At the outermost level are cultural influences, which often exert a nonconscious impact on parenting. That is, parents are likely to perpetuate the patterns and habits of their own culture with minimal awareness and reflection. Cultural prescriptions dictate specific parenting practices, such as where children sleep and how to discipline, as well as more global ideas, such as whether children are socialized toward compliance or self-assertion.
In summary, no single factor can completely explain why people parent in the ways they do. Positive factors at each layer (e.g., a child with an easy temperament, a loving family history, stable finances) enhance parenting, whereas negative factors (e.g., a child with a challenging temperament, an abusive history, poverty) present risks. The combined and cumulative picture provides the most complete explanation of differences among parents—why, for example, one parent is responsive and another is neglectful or abusive.
Intergenerational parenting patterns
Although parenting is influenced by numerous factors at varying levels, some of the central qualities of parenting can be predicted from the parent’s childhood history and how the parent remembers and reflects on that history. Major disruptions in parenting, such as child abuse, are predictably related to similar problems identified in the parent’s own childhood, but even subtle differences between parents, such as comfort with intimacy, are associated with childhood experiences. These intergenerational influences are powerful and often nonconscious; indeed, many parents find themselves repeating intergenerational patterns that they vowed to break.

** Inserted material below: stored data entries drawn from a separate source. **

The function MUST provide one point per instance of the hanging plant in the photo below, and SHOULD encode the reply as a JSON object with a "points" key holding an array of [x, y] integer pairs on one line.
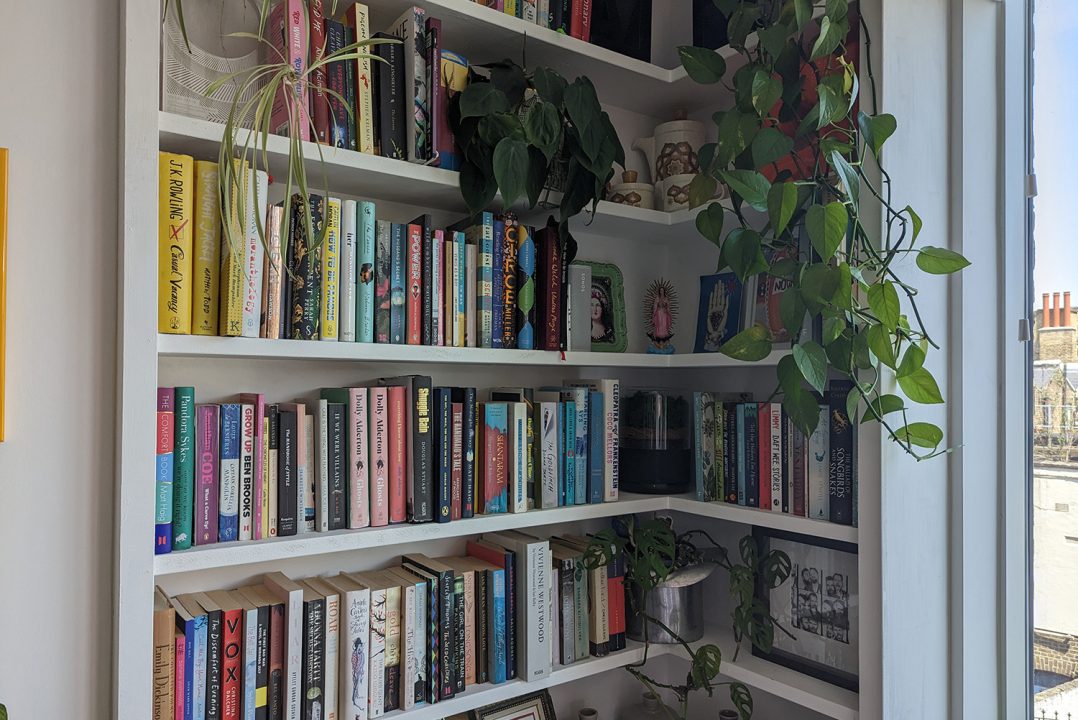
{"points": [[795, 148], [522, 133]]}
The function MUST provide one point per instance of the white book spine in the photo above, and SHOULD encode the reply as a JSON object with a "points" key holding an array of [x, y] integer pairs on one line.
{"points": [[408, 649], [819, 458], [247, 472], [775, 425], [376, 694], [331, 649], [346, 330], [356, 615], [253, 253], [519, 460], [548, 454], [322, 514]]}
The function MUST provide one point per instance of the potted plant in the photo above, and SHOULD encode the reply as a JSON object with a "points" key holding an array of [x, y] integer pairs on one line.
{"points": [[663, 572]]}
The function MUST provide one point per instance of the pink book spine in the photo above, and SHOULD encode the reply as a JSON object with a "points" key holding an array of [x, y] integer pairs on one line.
{"points": [[379, 457], [181, 648], [288, 32], [206, 497], [359, 472], [398, 454], [260, 482]]}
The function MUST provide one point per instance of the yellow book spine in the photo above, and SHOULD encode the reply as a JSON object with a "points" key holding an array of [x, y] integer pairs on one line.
{"points": [[175, 238], [207, 244], [331, 271], [233, 284], [363, 96]]}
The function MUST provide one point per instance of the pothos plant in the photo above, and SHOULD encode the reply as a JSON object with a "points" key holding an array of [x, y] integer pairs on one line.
{"points": [[795, 146], [653, 552], [521, 133]]}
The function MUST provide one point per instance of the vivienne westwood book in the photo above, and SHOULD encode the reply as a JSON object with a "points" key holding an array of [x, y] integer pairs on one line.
{"points": [[176, 176], [206, 263], [163, 514]]}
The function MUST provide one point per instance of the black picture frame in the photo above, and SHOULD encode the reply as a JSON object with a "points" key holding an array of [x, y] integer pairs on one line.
{"points": [[818, 605]]}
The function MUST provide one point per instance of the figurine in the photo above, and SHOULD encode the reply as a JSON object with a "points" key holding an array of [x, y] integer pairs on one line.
{"points": [[660, 313]]}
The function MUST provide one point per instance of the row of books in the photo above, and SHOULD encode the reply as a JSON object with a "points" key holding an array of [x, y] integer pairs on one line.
{"points": [[398, 450], [751, 454], [571, 17], [495, 282], [398, 101], [360, 645]]}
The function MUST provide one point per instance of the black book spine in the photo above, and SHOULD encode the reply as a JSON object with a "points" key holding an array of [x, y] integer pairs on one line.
{"points": [[287, 482], [392, 127], [262, 662], [786, 440], [443, 446], [458, 633], [729, 454], [215, 641], [482, 583], [423, 490], [510, 614], [841, 468], [314, 674], [751, 451], [337, 462], [467, 398]]}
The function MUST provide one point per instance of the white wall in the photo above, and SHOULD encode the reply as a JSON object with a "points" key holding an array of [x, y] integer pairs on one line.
{"points": [[59, 77]]}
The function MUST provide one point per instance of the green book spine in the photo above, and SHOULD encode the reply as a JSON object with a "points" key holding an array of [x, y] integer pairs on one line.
{"points": [[184, 479]]}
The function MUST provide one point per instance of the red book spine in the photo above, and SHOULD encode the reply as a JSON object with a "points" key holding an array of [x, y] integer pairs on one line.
{"points": [[398, 455], [763, 413], [181, 651], [232, 683], [379, 457], [319, 100], [457, 469], [413, 316]]}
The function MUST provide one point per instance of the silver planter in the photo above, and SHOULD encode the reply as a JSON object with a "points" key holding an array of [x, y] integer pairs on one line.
{"points": [[678, 604]]}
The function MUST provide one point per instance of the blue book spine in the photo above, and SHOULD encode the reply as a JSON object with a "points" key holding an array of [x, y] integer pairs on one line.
{"points": [[497, 286], [229, 509], [596, 446], [500, 661], [569, 454], [364, 277], [741, 454], [398, 257]]}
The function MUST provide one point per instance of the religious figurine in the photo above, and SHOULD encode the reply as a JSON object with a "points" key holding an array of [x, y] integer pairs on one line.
{"points": [[660, 313]]}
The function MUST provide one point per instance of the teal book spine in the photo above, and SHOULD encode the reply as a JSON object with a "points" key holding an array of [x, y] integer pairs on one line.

Although they are powerful, intergenerational cycles are by no means inevitable. The key to breaking negative patterns is to bring to conscious awareness what is nonconscious and to reflect before reacting. Also important is to resolve early negative experiences. For example, parents who experienced abusive caregiving in their own childhoods are better able to provide optimal care for their children when they are aware that the abuse occurred, can thoughtfully reflect on how the abuse affected their adult personality and their reactions to their children, and can come to some resolution about their abusive past. In contrast, parents who dismiss the impact of early experiences or who are overwhelmed by hostility and anger about those experiences are at high risk for perpetuating negative cycles. Clinical case studies indicate that the psychological work involved in the processes of awareness, reflection, and resolution is difficult and painful and that it often takes great courage to face one’s past. Engaging in some type of therapeutic intervention can provide the support necessary to complete this work.